Depuis les années 1980, où seuls le Japon et la France pratiquaient la grande vitesse, le paysage a bien évolué. Sur l’ensemble des corridors en exploitation, on peut considérer que le système a rencontré un grand succès, même s’il ne faut pas masquer le fait que, sur certaines lignes, la réalité du trafic n’est pas à la hauteur des espérances.
France et Japon
Le Tokaïdo fut ouvert en 1964 à 210 km/h et le TGV Paris-Lyon en 1981 à 260 km/h. Aujourd’hui, on dénombre dans le monde 17 000 km environ de lignes parcourues à 250 km/h ou plus, avec 2 000 rames en exploitation. Les vitesses commerciales de gare à gare sont supérieures à 250 km/h : 313 km/h de Wuhan à Guangzhou Nord sur 922 km (avant l’été 2011) ; 256 km/h d’Hiroshima à Kokura ; 253 km/h de Paris à Aix-en-Provence sur 730 km.

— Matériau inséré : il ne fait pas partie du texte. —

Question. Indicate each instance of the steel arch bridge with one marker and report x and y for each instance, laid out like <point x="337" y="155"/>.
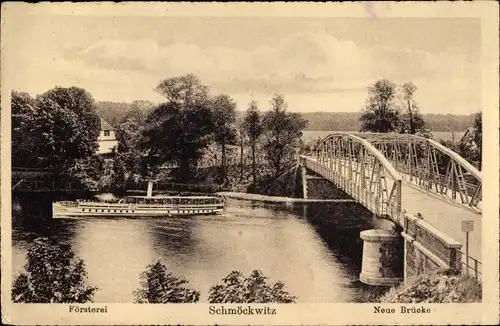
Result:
<point x="375" y="168"/>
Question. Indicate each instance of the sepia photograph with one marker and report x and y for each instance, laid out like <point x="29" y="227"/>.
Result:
<point x="248" y="164"/>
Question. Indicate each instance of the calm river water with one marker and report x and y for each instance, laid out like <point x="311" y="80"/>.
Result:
<point x="314" y="249"/>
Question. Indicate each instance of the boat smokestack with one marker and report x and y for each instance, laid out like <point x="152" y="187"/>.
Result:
<point x="150" y="189"/>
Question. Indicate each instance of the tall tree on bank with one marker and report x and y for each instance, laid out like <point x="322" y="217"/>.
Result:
<point x="478" y="137"/>
<point x="411" y="121"/>
<point x="380" y="114"/>
<point x="252" y="126"/>
<point x="224" y="117"/>
<point x="128" y="154"/>
<point x="186" y="91"/>
<point x="64" y="126"/>
<point x="52" y="275"/>
<point x="23" y="110"/>
<point x="178" y="131"/>
<point x="282" y="131"/>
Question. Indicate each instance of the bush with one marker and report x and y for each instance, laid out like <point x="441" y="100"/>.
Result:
<point x="53" y="275"/>
<point x="440" y="287"/>
<point x="235" y="288"/>
<point x="158" y="286"/>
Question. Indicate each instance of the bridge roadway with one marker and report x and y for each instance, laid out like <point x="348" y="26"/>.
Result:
<point x="442" y="213"/>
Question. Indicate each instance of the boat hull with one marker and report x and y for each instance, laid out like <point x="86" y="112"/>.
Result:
<point x="119" y="210"/>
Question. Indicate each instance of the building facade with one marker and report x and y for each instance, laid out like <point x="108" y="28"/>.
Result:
<point x="107" y="139"/>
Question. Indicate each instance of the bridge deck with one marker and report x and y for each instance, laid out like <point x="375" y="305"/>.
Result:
<point x="443" y="214"/>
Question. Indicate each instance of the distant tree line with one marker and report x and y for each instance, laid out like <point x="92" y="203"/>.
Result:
<point x="113" y="112"/>
<point x="392" y="108"/>
<point x="53" y="274"/>
<point x="60" y="129"/>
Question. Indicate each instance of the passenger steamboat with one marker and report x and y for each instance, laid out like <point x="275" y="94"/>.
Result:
<point x="142" y="206"/>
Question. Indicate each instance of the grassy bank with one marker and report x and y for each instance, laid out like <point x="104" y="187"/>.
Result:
<point x="440" y="287"/>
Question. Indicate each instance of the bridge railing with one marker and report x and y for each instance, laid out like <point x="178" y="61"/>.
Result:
<point x="472" y="267"/>
<point x="432" y="167"/>
<point x="358" y="168"/>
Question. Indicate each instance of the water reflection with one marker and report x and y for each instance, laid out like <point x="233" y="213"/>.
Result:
<point x="314" y="249"/>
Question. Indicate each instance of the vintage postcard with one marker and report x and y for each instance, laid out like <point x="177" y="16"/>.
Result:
<point x="250" y="163"/>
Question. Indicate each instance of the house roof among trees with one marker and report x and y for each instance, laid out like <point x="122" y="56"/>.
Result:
<point x="105" y="125"/>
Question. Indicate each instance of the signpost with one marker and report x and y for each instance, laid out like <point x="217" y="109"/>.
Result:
<point x="467" y="226"/>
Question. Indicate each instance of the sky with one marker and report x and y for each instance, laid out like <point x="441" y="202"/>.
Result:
<point x="318" y="64"/>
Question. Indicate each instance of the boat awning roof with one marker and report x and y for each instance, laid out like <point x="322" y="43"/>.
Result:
<point x="174" y="197"/>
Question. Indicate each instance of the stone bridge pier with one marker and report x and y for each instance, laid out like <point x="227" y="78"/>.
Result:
<point x="412" y="247"/>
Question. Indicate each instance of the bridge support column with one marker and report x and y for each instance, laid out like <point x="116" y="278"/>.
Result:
<point x="381" y="258"/>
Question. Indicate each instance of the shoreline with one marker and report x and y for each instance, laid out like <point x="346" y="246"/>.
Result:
<point x="278" y="199"/>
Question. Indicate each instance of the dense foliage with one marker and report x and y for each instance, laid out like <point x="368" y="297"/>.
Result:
<point x="224" y="118"/>
<point x="380" y="113"/>
<point x="282" y="132"/>
<point x="252" y="129"/>
<point x="236" y="288"/>
<point x="160" y="286"/>
<point x="178" y="135"/>
<point x="410" y="121"/>
<point x="52" y="275"/>
<point x="56" y="129"/>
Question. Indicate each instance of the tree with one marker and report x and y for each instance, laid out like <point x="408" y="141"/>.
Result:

Plus de 7 milliards de voyageurs ont été transportés au Japon et 1,8 milliard en France. On compte 360000 passagers par jour entre Tokyo et Osaka sur la célèbre ligne du Tokaïdo, et environ 100 00 sur Paris-Lyon.
Le succès du TGV Paris-Lyon a pu amener dans les années 1990 à faire ensuite des prévisions de trafic très optimistes. On constate par exemple, dans le cas de Taïwan, un trafic notablement inférieur aux prévisions : 80 000 voyageurs par jour au lieu du double espéré. Cela ne permet pas de faire face aux remboursements de l’investissement de construction. Sur Paris-Londres la réalité n’est pas à la hauteur de la prévision, qui avait sous-estimé en particulier la réponse des ferries comme celle des low-cost.
Un transport de masse
Mais la grande vitesse a prouvé qu’elle était un transport de masse avec, en France, un total de plus de 100 millions de voyageurs en 2010 (dont 31 sur l’axe Sud-Est et 27 sur l’axe Atlantique), au Japon, 120 millions sur le seul Tokaïdo, et plus de 40 millions en Corée du Sud sur Séoul-Pusan.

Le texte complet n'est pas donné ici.